Elvis In Hawai'i
Author: Jerry Hopkins
Publisher: The Bess Press
ISBN: 1-57306-142-5 (paperback, 88 pp.)
If you follow the news about Elvis publications, you will have heard about this book for some time already. It's been promised for a while and we've been looking forward to it for at least two reasons: firstly, it is written by Jerry Hopkins, the author who gave us our first real Elvis biography ("Elvis: A Biography") in 1972, and secondly because it deals with a part of the world for which we as fans seem to have a very special liking, Hawaii, or, as this book spells it, "Hawai'i" -- and who am I to argue?
Don't be too put off by the apparently meagre number of pages. There are just 88 of them, and that includes the index, but they are at least large-sized (roughly A4 -- that's US Letter for those of you over there). Mind you, the print is fairly large and much of the real-estate is taken up by a large number of illustrations -- largely photos of Elvis, but also a few of memorabilia, film posters, sheet music, and other interesting items, so there really isn't a huge amount of text anyway. The paper used is heavy and seems to be of good quality, as is the binding, so although this is a "paperback", it presents itself better than most publications of that type.
Jerry Hopkins was a boon to the Elvis fan in 1972. At the time, little printed material was available, other than "Elvis Monthly" and its related annual, "Elvis Special," but these largely contained essays and articles by fans, not the in-depth stuff we were looking for. Hopkins' "Elvis: The Biography" gave us just about all there was to know then about Elvis and we lapped it up. Hopkins returned to Elvis in 1980 with "Elvis: The Final Years," an equally fair look at what had happened in the interim.
Does "Elvis in Hawai'i" live up to its pedigree? Well, yes and no! Let's get the "no" part out of the way first. If you're expecting some nitty-gritty about what Elvis got up to in Hawaii, this book does not provide it. Instead, it deals fairly superficially with Elvis's affection for the islands, what he did there professionally, and what aspects of the islands influenced him. There's nothing heavy here. Instead, "Elvis in Hawai'i" is very much a lightweight book for fans to browse through, enjoying the illustrations (except for the one on page 76, which is really badly reproduced, or perhaps it's just my copy!), some of which have not been seen before, and taking in the text.
There are seven chapters, each of which can be approached separately, even though they are written in chronological order of the periods they cover. In general terms they deal with Elvis's acquaintance with and his first concert in the islands, his efforts on behalf of the Pearl Harbour memorial, his three films there, Aloha Via Satellite, and Elvis's last visit there. Interspersed are some interesting additional pieces, looking more closely at other aspects of the islands, including James Shigeta (who played in "Paradise Hawaiian Style"), Kui Lee (who wrote "I'll Remember You"), Hawaiian memorabilia, and a very interesting, but all too brief look at the relationship between real Hawaiian music and its Caucasian variations.
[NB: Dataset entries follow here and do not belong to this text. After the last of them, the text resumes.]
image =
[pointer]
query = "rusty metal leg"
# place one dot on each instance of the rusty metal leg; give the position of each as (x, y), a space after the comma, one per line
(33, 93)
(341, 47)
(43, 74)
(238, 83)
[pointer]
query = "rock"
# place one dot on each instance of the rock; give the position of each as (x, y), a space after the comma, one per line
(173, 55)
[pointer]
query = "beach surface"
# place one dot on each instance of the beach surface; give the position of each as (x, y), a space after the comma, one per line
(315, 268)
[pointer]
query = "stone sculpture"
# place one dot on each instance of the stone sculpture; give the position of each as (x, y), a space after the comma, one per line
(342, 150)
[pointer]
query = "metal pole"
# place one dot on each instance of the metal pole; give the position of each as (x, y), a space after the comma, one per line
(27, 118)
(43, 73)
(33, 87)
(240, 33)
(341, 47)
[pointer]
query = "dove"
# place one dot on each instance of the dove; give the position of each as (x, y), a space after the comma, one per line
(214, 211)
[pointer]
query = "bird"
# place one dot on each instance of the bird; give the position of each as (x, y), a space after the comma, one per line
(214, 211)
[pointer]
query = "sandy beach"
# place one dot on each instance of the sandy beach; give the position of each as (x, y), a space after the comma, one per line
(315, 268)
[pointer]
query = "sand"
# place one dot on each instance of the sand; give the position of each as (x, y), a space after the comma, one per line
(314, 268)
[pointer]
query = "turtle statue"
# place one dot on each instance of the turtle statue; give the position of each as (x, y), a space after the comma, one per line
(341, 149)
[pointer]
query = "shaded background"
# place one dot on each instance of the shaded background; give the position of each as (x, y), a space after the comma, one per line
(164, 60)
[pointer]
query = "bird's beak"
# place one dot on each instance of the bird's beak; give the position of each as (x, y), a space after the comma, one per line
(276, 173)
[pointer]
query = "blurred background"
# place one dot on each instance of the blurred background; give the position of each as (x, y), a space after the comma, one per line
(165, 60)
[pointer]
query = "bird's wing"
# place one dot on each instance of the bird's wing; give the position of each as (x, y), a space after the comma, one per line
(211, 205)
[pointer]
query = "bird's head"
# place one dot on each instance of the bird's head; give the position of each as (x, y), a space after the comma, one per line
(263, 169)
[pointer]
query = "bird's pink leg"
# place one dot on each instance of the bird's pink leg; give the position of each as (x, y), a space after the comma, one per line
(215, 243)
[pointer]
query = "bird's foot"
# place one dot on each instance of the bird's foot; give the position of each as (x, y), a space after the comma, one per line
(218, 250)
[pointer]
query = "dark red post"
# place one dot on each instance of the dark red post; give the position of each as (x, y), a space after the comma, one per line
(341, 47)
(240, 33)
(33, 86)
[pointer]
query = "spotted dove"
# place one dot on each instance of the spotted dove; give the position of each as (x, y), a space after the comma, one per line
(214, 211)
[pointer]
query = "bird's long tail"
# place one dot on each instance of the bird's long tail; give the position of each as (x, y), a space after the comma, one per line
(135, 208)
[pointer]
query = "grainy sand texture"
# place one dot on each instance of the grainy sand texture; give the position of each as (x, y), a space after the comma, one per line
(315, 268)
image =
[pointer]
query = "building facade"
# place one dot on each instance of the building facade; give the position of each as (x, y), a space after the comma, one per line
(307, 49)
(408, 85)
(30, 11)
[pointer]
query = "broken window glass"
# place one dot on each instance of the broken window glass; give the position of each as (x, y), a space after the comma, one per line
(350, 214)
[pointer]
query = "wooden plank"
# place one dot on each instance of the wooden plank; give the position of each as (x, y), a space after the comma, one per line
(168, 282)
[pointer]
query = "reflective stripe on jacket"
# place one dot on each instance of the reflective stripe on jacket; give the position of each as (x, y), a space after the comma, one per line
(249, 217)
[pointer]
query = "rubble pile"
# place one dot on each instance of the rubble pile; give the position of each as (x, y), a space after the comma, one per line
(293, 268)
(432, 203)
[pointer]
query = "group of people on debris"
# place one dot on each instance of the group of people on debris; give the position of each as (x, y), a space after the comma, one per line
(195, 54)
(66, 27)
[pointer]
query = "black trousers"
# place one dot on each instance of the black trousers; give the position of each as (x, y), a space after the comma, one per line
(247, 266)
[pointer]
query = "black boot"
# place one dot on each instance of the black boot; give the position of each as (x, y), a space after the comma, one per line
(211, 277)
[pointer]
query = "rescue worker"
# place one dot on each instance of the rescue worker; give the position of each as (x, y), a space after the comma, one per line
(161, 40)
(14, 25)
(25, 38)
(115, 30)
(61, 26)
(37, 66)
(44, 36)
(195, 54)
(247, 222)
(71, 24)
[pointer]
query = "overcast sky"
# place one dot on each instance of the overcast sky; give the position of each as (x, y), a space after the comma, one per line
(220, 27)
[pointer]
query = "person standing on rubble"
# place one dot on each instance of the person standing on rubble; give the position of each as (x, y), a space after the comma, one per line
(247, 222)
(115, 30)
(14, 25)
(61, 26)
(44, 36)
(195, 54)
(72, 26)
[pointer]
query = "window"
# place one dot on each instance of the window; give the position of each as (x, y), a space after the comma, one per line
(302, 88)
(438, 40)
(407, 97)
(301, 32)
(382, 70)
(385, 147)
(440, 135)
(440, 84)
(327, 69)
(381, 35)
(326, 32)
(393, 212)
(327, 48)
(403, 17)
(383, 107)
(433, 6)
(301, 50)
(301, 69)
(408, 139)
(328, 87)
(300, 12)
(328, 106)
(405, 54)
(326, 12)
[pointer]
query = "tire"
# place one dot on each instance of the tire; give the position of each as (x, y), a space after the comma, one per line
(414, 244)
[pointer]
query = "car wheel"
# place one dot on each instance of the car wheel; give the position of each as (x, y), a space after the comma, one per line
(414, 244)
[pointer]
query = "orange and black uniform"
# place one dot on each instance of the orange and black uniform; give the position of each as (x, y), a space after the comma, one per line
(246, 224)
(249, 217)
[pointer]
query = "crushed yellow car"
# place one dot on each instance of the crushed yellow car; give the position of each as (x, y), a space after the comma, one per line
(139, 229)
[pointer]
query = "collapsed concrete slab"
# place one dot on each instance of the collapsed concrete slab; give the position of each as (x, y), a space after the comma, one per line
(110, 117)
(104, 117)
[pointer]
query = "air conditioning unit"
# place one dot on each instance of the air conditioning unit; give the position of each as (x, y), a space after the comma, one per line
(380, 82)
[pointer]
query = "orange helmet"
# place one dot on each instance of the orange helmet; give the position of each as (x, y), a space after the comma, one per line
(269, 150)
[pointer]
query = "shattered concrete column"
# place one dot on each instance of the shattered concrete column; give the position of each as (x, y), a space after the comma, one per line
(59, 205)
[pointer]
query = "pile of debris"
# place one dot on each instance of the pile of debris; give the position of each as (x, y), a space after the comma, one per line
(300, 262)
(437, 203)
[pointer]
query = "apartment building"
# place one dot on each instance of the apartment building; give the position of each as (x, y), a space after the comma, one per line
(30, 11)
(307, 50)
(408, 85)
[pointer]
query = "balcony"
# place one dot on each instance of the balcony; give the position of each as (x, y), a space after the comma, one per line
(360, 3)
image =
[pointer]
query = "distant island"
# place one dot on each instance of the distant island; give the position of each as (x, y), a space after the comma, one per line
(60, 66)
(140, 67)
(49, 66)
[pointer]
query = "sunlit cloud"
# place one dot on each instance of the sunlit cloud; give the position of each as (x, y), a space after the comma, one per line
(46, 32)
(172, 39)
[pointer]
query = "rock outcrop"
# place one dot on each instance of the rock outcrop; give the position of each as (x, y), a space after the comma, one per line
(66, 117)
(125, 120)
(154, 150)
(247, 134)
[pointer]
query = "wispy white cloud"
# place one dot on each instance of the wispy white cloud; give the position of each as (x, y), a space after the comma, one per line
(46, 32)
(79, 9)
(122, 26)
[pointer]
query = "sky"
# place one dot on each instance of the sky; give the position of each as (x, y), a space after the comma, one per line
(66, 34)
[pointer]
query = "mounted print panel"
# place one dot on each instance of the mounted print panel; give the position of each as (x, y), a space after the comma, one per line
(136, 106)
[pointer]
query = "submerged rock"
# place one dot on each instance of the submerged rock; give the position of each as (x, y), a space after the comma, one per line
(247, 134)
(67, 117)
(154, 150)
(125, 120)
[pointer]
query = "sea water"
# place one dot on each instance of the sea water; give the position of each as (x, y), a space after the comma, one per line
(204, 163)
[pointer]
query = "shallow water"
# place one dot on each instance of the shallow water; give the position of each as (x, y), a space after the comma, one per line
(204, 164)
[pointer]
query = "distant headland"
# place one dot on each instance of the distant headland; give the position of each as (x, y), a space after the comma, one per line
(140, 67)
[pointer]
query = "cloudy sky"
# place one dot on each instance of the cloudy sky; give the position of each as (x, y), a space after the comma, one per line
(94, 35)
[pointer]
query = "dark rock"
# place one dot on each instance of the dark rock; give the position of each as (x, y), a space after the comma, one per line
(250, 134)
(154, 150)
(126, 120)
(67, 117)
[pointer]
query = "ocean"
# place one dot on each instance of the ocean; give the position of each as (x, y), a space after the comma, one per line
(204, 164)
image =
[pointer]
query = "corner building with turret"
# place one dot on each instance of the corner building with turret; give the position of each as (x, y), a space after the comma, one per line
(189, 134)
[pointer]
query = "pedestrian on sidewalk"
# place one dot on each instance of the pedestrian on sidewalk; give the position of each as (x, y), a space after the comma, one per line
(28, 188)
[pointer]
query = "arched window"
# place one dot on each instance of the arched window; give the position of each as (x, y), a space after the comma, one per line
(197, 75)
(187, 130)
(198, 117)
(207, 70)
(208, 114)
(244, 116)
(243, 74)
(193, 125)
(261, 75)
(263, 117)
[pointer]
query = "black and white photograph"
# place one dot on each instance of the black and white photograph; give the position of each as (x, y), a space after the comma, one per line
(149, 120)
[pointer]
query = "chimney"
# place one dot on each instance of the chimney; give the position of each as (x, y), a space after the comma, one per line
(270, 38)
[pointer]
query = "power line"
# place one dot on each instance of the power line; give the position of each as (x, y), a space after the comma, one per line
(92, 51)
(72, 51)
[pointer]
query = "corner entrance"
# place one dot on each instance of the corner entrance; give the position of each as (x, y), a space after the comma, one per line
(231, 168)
As in his previous Elvis books, Hopkins remains honest and does not shirk from saying when he doesn't like something, and he clearly doesn't hold either "Girls! Girls! Girls!" or "Paradise, Hawaiian Style" in high regard -- probably rightly so! Quite why he seems to be so impressed with Donna Butterworth, I can't imagine, however, and I don't entirely agree that "We're Coming In Loaded" is about shrimp fishing! The most obvious error in the book is also linked to these two films: the photo that accompanies the Introduction, showing a lei-bedecked Elvis being interviewed by Tom Moffatt at Honolulu airport in 1962 is captioned as showing Elvis "wearing the yachting cap he'll wear in 'Paradise, Hawaiian Style', 1962".
Hopkins' dislike of these two movies is countered by his obvious admiration for Elvis's contribution to the fund-raising efforts required to build the USS Arizona Memorial in Pearl Harbour, and he devotes a lot of space to this section, which is also extremely well illustrated. He devotes a couple more pages to the Aloha Via Satellite show, but seems less enthusiastic about it and this is perhaps understandable, for Aloha was more about the show than about the man.
"Elvis In Hawai'i" will not disappoint if you are not looking for any revelations; it's a pleasant read and is well illustrated. Most fans will enjoy it.